NatureVision

Nature Scene Classifier

Introduction

The objective of this project is to build a powerful deep learning neural network that can classify images of buildings, forests, glaciers, mountains, seas, and streets with high accuracy. Transfer learning techniques are used, and three pre-trained models are evaluated: Xception, InceptionV3, and VGG16.

Repository Structure

The repository structure includes the following files and directories:

├── LICENSE
├── Procfile
├── README.md
├── Report.pdf
├── app.py
├── intel_image.h5
├── notebook.ipynb
├── requirements.txt
└── setup.sh

• LICENSE: File containing the license information for your project.
• Procfile: File specifying the commands to run your application in a hosting environment, such as Heroku.
• README.md: Markdown file with project documentation, instructions, or other relevant information.
• Report.pdf: PDF document providing a detailed report of the experiments for the project.
• app.py: Python file containing the main code for deployment.
• intel_image.h5: Pre-trained model file or model weights.
• notebook.ipynb: Jupyter notebook file for exploratory analysis and experiments.
• requirements.txt: File listing the required Python libraries and their versions.
• setup.sh: Shell script for setting up the project environment or executing necessary setup commands.

Dataset

The dataset used in this project is called "Natural Scenes Image Classification" and contains approximately 25,000 images of size 150x150 distributed across six categories: buildings, forests, glaciers, mountains, seas, and streets. The dataset is originally published on Kaggle and was provided by Intel for an image classification challenge.

Notebook Structure

The notebook is structured into the following sections:

1. Data Preprocessing: This section involves importing the necessary libraries, setting up the directory paths, and visualizing random images from the dataset.

2. Model Building: In this section, three pre-trained models (Xception, InceptionV3, and VGG16) are built and trained using the dataset. Each model is evaluated for accuracy and performance.

3. Comparing Results: The results from each model are compared by plotting the accuracy per iteration.

4. Saving the Model: The best model (Xception) is saved for future use.

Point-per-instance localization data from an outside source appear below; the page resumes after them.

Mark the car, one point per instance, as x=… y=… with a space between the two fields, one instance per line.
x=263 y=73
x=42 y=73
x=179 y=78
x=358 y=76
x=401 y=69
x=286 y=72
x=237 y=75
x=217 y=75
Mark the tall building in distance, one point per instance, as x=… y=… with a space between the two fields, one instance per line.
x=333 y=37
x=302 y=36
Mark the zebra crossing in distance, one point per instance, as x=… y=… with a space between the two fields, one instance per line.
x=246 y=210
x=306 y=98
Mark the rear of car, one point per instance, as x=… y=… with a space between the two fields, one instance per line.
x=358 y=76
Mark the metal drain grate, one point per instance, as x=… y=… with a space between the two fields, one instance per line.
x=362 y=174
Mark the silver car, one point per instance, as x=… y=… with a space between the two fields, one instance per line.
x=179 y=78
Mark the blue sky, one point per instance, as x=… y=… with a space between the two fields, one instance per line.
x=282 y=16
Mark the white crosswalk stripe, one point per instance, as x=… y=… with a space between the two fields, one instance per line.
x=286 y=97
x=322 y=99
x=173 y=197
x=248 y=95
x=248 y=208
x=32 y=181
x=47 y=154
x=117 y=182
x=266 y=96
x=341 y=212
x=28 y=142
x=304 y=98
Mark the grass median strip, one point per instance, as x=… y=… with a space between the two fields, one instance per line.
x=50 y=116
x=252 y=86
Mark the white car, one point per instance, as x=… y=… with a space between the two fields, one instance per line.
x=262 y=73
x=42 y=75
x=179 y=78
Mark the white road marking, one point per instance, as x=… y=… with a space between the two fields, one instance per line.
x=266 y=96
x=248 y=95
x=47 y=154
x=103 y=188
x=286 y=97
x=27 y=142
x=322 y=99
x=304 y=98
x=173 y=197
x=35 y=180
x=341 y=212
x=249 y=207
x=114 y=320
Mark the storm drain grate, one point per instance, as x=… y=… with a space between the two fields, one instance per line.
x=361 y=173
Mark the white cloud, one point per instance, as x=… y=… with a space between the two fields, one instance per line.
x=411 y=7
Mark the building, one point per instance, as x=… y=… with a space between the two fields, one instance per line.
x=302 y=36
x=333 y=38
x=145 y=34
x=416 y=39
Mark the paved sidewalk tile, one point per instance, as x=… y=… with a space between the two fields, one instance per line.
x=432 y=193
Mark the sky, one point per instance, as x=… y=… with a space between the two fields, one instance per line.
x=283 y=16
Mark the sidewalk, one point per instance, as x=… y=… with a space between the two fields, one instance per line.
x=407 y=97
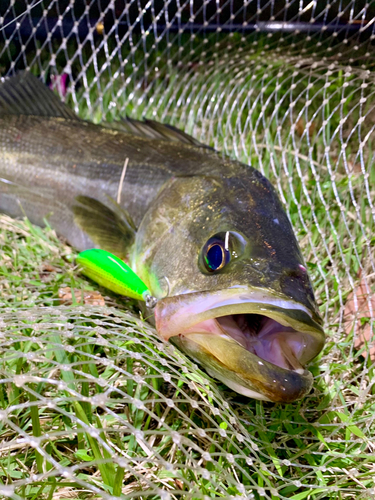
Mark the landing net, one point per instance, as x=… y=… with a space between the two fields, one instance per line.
x=92 y=403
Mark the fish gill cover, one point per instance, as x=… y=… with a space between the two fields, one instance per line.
x=92 y=403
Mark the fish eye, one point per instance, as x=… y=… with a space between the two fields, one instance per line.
x=220 y=249
x=216 y=252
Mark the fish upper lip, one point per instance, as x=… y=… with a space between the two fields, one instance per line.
x=290 y=337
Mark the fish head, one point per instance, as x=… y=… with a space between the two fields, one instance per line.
x=220 y=255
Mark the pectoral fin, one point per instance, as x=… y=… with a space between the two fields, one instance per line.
x=111 y=228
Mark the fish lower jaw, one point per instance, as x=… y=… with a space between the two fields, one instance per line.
x=263 y=337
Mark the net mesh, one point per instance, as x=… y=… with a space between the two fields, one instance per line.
x=92 y=403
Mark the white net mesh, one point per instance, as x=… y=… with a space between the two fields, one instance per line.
x=92 y=403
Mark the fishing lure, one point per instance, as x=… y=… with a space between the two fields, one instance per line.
x=111 y=272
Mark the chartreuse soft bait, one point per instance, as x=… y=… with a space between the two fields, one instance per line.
x=111 y=272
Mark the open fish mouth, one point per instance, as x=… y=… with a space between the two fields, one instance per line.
x=255 y=341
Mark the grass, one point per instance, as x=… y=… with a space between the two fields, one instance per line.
x=93 y=404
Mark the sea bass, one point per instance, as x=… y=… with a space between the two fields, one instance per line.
x=208 y=235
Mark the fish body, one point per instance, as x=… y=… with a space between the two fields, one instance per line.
x=206 y=234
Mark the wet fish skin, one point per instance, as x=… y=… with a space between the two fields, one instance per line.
x=179 y=194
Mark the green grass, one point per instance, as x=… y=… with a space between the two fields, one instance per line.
x=97 y=404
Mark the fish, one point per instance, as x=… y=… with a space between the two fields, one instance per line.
x=207 y=234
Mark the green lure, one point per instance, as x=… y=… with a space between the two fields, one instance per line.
x=111 y=272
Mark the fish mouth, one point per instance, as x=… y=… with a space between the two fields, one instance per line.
x=257 y=342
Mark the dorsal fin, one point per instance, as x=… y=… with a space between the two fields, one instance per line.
x=24 y=94
x=151 y=129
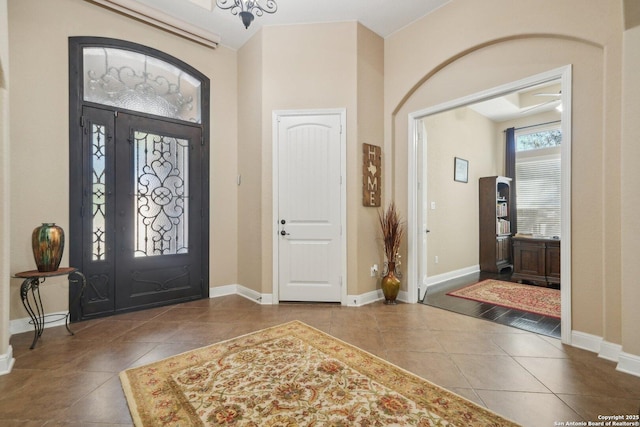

5. Testing the Model: The saved model is loaded and used to predict and classify images from a test dataset. The predicted labels are compared with the actual labels to evaluate the model's performance.

Results

The project achieves good accuracy in classifying the images, with the Xception model showing slightly higher validation scores compared to InceptionV3 and VGG16. The accuracy over the test set is measured to be 95.65%.

Deployment

The project is deployed and accessible through the following link: NatureVison App. This web application allows users to upload their own images and obtain predictions for the corresponding nature scenes.

Conclusion

The project demonstrates the effectiveness of transfer learning techniques in building powerful image classification models. By leveraging pre-trained models such as Xception, InceptionV3, and VGG16, accurate predictions can be achieved even with limited training data. This project can serve as a starting point for more advanced image classification tasks and can be further improved by fine-tuning the pre-trained models or exploring other architectures.